Social media analyts Wisesight say social media is being ‘weaponised’, not only to plan and communicate with fellow protesters, but also “spread the word” of the issues behind their campaign and share their stories with friends. Posts on social media have nearly doubled to 40 million messages a day over the past week. The daily average of posts in past months are around 20-22 million a day.

“Some 40 million messages were posted on social media in Thailand on Oct 15, mainly driven by political strife,” according to Kla Tangsuwan, CEO of Wisesight.

But the increased traffic on social media hasn’t meant that brands are increasing their spending to take advantage of the additional ‘reach’.

In fact, Wisesight say brands are pausing digital media spending after the political conflict ramped up this week. Usually digital media spend spikes in Q4 with the approaching festive season, a peak buying time for consumers.

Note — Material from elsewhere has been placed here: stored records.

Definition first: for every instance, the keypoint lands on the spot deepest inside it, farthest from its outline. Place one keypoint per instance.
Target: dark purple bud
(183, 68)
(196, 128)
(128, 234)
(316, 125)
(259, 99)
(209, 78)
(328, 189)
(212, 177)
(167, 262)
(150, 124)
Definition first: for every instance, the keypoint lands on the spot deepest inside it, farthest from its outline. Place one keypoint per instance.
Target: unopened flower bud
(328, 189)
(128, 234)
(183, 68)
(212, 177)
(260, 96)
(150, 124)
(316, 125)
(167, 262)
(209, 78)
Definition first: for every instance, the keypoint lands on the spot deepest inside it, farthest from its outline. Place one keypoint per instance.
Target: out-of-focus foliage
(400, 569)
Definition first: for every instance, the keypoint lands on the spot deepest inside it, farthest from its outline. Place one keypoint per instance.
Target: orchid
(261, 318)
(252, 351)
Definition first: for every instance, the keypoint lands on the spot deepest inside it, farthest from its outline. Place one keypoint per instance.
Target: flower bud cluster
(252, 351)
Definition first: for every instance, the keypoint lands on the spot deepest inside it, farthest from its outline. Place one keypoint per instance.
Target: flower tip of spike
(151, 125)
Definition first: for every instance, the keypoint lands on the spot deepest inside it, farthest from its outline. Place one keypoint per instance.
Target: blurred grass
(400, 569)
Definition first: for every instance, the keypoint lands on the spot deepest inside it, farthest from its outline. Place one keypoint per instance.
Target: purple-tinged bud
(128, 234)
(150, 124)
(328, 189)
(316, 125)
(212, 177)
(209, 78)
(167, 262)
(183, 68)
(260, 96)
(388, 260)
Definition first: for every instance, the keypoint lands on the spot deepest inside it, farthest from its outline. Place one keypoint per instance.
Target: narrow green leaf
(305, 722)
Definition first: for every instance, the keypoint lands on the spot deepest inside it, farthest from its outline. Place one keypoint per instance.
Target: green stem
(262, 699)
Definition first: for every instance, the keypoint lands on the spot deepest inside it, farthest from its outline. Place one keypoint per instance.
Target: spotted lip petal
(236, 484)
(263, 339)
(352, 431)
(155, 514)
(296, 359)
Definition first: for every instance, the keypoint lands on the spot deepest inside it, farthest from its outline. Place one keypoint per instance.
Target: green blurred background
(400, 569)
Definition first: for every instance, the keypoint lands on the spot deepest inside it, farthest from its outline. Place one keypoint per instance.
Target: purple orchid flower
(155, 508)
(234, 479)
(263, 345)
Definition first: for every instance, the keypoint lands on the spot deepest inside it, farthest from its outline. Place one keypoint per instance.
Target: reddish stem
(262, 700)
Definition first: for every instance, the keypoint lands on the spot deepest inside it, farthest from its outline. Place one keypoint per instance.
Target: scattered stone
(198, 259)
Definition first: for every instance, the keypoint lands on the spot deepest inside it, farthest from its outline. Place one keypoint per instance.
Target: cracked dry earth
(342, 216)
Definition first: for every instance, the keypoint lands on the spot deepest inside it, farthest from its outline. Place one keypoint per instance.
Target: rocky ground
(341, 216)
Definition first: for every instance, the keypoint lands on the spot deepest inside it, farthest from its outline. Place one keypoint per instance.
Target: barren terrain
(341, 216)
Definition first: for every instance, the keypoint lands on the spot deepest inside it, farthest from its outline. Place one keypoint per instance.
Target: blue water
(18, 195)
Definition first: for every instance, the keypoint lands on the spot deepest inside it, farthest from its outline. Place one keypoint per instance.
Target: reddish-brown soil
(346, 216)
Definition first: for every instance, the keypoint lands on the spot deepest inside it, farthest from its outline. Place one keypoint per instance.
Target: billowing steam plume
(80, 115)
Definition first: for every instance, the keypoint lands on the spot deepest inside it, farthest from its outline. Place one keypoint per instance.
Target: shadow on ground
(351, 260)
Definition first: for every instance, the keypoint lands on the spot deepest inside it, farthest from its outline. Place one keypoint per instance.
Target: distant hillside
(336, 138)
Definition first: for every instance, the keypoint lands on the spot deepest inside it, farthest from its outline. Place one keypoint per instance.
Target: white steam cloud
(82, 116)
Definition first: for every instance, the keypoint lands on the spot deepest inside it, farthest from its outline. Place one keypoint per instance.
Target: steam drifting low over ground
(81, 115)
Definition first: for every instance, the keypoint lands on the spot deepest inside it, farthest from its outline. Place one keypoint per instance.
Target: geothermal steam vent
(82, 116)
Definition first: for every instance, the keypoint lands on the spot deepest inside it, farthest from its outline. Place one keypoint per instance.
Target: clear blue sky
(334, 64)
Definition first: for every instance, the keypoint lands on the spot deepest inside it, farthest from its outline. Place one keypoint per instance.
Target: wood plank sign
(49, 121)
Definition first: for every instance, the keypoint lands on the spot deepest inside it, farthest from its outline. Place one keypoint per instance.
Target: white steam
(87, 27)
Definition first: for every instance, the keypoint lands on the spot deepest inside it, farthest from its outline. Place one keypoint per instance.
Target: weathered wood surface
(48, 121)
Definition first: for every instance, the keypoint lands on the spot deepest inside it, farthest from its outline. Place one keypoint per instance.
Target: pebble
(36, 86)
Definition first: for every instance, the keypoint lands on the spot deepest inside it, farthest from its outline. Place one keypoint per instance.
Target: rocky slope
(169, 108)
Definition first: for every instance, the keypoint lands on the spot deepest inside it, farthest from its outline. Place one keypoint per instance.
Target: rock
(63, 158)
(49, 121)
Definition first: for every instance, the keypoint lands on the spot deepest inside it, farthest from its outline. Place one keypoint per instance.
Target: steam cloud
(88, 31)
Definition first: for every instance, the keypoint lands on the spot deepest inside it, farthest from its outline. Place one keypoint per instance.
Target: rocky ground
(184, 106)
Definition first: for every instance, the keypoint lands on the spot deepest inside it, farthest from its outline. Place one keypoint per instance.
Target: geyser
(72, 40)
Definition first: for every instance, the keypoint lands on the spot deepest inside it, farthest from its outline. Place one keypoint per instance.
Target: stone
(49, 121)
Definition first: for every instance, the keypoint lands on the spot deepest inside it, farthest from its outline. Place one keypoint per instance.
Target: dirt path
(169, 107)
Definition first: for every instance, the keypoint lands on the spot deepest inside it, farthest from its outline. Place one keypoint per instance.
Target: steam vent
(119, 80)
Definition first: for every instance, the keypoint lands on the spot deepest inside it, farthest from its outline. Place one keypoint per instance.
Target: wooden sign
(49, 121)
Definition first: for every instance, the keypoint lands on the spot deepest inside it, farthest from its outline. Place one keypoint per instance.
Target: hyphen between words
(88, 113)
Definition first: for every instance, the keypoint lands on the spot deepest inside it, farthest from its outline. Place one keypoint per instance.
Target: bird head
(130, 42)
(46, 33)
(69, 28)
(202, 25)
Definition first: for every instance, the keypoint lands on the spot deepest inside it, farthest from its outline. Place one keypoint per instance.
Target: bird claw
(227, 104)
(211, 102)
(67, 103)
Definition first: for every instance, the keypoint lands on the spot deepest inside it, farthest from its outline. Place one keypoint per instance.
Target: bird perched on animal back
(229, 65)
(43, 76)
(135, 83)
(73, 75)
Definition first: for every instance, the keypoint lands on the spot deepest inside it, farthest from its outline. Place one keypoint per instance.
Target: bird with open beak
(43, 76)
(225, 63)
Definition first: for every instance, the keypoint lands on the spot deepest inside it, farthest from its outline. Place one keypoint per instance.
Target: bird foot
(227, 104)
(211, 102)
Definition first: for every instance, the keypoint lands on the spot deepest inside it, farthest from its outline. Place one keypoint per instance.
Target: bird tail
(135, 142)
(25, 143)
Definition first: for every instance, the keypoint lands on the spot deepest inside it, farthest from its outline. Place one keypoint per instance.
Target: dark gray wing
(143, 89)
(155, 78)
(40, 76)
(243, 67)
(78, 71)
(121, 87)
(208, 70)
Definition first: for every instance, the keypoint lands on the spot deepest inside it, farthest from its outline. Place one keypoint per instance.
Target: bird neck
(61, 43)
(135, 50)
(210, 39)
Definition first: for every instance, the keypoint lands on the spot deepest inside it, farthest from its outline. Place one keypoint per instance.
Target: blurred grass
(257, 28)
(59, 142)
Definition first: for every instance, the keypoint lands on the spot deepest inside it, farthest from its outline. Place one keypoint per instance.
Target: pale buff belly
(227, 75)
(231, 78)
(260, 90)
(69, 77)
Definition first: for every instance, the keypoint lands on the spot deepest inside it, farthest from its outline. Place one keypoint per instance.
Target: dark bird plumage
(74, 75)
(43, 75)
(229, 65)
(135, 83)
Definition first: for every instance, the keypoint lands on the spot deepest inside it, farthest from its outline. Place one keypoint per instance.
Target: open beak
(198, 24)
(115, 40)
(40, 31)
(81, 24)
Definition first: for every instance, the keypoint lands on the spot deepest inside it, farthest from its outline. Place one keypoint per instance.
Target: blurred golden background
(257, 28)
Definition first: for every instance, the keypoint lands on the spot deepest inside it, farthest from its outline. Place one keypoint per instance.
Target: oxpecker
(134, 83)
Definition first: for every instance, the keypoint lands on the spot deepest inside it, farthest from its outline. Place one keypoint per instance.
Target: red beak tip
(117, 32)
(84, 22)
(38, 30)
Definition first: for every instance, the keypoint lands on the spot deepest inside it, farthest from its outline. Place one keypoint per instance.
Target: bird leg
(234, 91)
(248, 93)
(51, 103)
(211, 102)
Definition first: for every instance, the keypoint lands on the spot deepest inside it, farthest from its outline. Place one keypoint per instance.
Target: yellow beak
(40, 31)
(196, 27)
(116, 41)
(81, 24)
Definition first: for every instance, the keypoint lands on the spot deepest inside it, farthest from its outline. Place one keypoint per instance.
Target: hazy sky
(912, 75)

Media were hoping that sentiment would rebound as the world “pandemic” started the settle in October, but fresh political protests, and a surge in new global Covid-19 cases, have caused brands to “pause or wait and see”.

“Brands have begun to hold back on digital media spending in the fourth quarter as political messages flood online platforms, drawing attention away from commercial activity.”

According to the business director of Media Intelligence, Pawat Ruangdejworachai, businesses are pausing their media spend.

“They lack confidence and are hard to gain attraction from audiences that have more interest in political movements.”

The report also notes that Thailand’s social media landscape, and broader media landscape generally, are entering a new paradigm where usage is driven mainly by Generations Y and Z who use their media intuitively and consume it in real time, the vast majority on their smartphones.

Gen Y. Gen Y, or Millennials, were born between 1980 and 1994. They are currently between 24-39 years old.

Gen Z. Gen Z is the newest generation to be named and were born between 1996 and 2015. They are currently between 5-24 years old.

According to Media Intelligence, media spending is expected to fall 20% in Thailand to 71.2 billion baht this year. Internet channels are forecast to be the only media which will see growth this year, up 0.5% to 19.7 billion baht.